Presenter apologises after reading an email from a listener who alleged his Jewish wife had been taught anti-Arab propaganda
July 23, 2025 11:04
The Board of Deputies has called for LBC presenter James O’Brien to be taken off air after he read out an email from a listener who claimed his Jewish wife had been taught anti-Arab propaganda at “Shabbat school.”
During his show today, O’Brien apologised for the “unsubstantiated claims”.
On Tuesday morning, O’Brien – who hosts the station’s weekday mid-morning phone-in show, attracting 1.4 million weekly listeners – introduced the controversial message by saying: “I am fascinated by objectivity, which is why I’m going to read out this from Chris, because you do find yourself wondering how people can be looking at the same world you’re looking at and arriving at such completely different conclusions.”
He cited polling from Haaretz, which he said showed Israelis “displaying support not just for ethnic cleansing, but also for genocide, on levels that many of us would find terrifying”.
He then read out an email from a listener in Oxford identified as “Chris”, who said such “warped views” were “not just an Israeli problem.”
In the email, “Chris” wrote: “My wife was brought up Jewish and at Shabbat school in a leafy Hertfordshire town, she was taught that one Jewish life is worth thousands of Arab lives and that Arabs are cockroaches to be crushed.”
“Whilst young children are being taught such hatred and dehumanisation, undoubtedly on both sides – as Chris points out – then they will always be able to justify death and cruelty, and it does indeed start young. There is a danger perhaps that we only ever hear one side of the dehumanisation and propaganda processes,” O’Brien added.
This is simply untrue. Every detail is wrong and the allegations are antisemitic. How can it have been aired? pic.twitter.com/y2vEdtmUUW
— Jake Wallis Simons (@JakeWSimons) July 22, 2025
The Board of Deputies condemned the remarks.

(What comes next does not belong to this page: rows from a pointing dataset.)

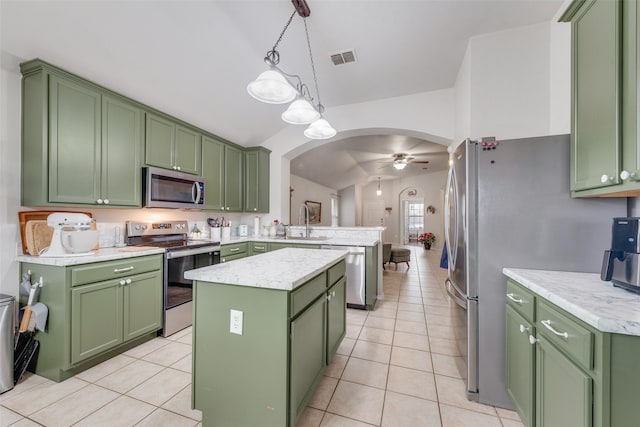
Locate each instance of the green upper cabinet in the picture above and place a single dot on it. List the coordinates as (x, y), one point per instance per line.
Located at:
(256, 181)
(222, 173)
(172, 146)
(605, 156)
(80, 145)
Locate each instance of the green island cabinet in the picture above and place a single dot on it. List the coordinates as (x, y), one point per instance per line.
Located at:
(170, 145)
(256, 180)
(266, 376)
(561, 371)
(222, 170)
(96, 310)
(605, 154)
(81, 144)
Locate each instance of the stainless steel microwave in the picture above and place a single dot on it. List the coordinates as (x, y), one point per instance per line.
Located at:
(168, 189)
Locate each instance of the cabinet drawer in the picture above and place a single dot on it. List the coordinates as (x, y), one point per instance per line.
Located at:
(258, 248)
(233, 249)
(335, 273)
(568, 335)
(98, 272)
(521, 299)
(306, 293)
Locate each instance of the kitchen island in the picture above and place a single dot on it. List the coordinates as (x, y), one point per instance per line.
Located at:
(572, 344)
(265, 327)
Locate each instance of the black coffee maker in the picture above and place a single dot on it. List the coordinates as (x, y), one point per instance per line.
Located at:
(621, 264)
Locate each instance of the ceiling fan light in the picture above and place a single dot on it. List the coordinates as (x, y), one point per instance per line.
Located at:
(398, 164)
(320, 129)
(271, 87)
(300, 112)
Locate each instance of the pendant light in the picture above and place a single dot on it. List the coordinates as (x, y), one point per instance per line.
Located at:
(274, 86)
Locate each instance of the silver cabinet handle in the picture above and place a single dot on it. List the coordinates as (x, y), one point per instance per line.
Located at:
(606, 178)
(547, 324)
(514, 299)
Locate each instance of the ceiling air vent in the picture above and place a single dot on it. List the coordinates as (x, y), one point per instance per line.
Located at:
(342, 58)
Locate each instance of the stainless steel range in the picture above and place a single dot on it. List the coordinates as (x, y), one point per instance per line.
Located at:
(181, 254)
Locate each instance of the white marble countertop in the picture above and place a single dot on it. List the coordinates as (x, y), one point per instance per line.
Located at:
(285, 269)
(584, 295)
(104, 254)
(359, 241)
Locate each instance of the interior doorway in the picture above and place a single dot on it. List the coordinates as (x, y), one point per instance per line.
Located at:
(412, 223)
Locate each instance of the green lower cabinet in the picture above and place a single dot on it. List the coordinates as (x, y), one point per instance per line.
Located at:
(336, 317)
(266, 375)
(520, 364)
(96, 311)
(307, 355)
(564, 392)
(96, 319)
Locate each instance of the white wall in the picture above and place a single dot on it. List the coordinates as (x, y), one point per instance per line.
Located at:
(9, 178)
(308, 190)
(429, 187)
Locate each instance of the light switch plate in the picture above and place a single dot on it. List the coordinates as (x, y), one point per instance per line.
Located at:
(235, 323)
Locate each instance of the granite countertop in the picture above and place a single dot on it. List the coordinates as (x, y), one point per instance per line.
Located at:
(104, 254)
(285, 269)
(584, 295)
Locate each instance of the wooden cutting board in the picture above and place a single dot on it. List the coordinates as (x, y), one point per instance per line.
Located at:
(38, 236)
(26, 216)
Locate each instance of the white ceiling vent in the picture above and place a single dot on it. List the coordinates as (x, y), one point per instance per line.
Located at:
(342, 58)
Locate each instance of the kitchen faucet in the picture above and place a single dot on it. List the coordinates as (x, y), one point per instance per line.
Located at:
(306, 208)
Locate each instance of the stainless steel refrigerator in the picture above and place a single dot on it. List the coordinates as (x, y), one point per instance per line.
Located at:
(508, 205)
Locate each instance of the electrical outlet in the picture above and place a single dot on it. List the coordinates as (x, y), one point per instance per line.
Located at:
(235, 324)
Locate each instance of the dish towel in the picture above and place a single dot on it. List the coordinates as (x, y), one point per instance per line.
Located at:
(444, 259)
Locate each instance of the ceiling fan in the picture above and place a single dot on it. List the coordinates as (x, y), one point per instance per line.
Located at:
(401, 160)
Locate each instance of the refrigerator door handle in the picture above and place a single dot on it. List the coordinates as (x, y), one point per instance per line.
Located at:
(453, 292)
(452, 210)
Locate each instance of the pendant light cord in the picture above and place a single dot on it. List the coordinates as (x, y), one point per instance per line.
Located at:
(313, 68)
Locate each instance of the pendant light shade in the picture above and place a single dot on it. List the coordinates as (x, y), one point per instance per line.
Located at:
(300, 112)
(271, 87)
(320, 129)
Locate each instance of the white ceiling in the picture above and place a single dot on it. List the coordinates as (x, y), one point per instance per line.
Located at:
(193, 59)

In a statement on Tuesday, Andrew Gilbert, its vice president for security, resilience and cohesion, said: “LBC should apologise, and take Mr O’Brien off the air.”
The Board, he said, was “urgently seeking a meeting with senior executives following the completely unacceptable and highly offensive comments made by James O’Brien in his LBC show.

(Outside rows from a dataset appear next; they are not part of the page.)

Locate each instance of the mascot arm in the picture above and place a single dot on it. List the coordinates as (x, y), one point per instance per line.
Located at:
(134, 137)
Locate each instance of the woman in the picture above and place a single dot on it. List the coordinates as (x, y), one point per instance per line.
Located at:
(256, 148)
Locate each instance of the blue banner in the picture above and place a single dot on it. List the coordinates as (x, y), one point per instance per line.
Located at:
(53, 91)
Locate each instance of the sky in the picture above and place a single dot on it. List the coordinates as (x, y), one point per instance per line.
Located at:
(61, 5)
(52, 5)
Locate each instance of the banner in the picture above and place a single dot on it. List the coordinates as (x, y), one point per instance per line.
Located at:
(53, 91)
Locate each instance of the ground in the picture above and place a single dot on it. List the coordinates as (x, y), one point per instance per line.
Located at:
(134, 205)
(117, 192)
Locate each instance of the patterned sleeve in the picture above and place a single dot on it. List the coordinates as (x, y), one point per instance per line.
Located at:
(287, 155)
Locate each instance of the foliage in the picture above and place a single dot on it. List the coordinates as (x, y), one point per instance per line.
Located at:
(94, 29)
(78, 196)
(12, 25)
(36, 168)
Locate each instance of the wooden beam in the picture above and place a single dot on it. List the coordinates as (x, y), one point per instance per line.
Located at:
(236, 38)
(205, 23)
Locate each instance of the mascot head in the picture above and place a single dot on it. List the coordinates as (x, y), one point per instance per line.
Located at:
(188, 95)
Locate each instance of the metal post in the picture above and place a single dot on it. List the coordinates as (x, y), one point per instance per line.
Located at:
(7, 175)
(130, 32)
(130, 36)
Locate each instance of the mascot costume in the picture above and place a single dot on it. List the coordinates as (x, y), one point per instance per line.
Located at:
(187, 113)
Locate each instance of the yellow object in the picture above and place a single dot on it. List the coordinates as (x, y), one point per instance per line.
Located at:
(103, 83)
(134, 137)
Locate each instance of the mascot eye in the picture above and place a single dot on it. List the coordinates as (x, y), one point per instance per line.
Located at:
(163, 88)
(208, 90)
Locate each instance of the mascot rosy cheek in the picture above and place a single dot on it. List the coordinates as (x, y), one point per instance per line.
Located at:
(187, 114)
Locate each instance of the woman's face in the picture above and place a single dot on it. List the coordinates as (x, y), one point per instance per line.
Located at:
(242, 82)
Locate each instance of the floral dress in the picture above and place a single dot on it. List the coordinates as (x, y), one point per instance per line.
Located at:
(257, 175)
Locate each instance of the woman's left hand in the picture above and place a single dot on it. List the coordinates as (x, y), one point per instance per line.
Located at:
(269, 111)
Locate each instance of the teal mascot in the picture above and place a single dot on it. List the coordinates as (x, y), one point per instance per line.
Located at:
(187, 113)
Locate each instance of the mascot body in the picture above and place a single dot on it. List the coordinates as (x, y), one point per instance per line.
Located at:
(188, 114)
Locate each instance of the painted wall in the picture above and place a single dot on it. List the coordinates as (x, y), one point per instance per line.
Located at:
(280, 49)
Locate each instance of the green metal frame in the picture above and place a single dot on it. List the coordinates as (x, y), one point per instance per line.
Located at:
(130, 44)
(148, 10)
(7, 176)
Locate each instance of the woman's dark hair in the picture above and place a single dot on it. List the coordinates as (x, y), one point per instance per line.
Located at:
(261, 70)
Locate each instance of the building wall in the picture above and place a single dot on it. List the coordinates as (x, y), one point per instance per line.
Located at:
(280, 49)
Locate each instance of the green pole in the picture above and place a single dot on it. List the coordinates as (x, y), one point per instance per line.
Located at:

“Demonising the British Jewish community, at a time when antisemitism in this country is at terrifying high levels, must have clear consequences.”
The Jewish Leadership Council also criticised LBC and O’Brein for their handling of the segment.
O’Brien’s reading of the claim on his show “is irresponsible and dangerous journalism,” the council said, adding: “At a time of heightened antisemitism when synagogues and Jewish schools require increased security, the threat created by such unsubstantiated claims is real.”
“LBC must urgently investigate and explain how this was allowed to be read out by their presenter,” the JLC said in a statement.
And Independent peer and JC director Lord Ian Austin questioned why O’Brien was back on air the next morning. “There’s been no apology, no explanation, nothing at all as far as I can see yet,” he posted on X, urging LBC to “sort this out now”.
On Tuesday, Austin described the comments on O’Brien’s show as “appalling” and “completely unacceptable”.
“I’m sure they’d be taking the presenter off air if racist nonsense was read out about any other minority,” he wrote.
Twenty-four hours after the controversial segment, O’Brien apologised.
During his show on Wednesday morning, he said: "The message has understandably upset a lot of people and I regret taking those unsubstantiated claims at face value. I am genuinely sorry for that.”
The JC has approached LBC for comment.